Ecosyste.ms: Awesome

An open API service indexing awesome lists of open source software.

Awesome Lists | Featured Topics | Projects

https://github.com/MachineLearningSystem/Fluid

A Generic Resource-Aware Hyperparameter Tuning Execution Engine
https://github.com/MachineLearningSystem/Fluid

Last synced: about 2 months ago
JSON representation

A Generic Resource-Aware Hyperparameter Tuning Execution Engine

Awesome Lists containing this project

README

        

# Fluid: Resource-Aware Hyperparameter Tuning Engine

[![PyPI version](https://img.shields.io/pypi/v/fluidexec.svg)](https://pypi.org/project/fluidexec)
[![Python package](https://github.com/SymbioticLab/Fluid/actions/workflows/python-package.yml/badge.svg?event=release)](https://github.com/SymbioticLab/Fluid/actions/workflows/python-package.yml)

`Fluid` is an alternative [Ray](https://ray.io) executor that intelligently manages trial executions on behalf of hyperparameter tuning algorithms, in order to increase the resource utilization, and improve end-to-end makespan.
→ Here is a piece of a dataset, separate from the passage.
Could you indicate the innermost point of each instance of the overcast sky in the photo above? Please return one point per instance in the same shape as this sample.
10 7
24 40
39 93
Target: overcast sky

This is the implementation of our MLSys'21 [paper](https://symbioticlab.org/publications/#/venue:MLSys) "Fluid: Resource-Aware Hyperparameter Tuning Engine".

## Get Started
First follow the [instruction](https://docs.ray.io/en/master/tune/index.html) in Ray Tune to setup the Ray cluster and a tuning environment as usual.

Then make sure [Nvidia MPS](https://docs.nvidia.com/deploy/mps/index.html#topic_6_1) is correctly setup on all worker nodes.

`Fluid` itself is a normal python package that can be installed by `pip install fluidexec`. Note that the pypi package name is `fluidexec` because the name `fluid` is already taken.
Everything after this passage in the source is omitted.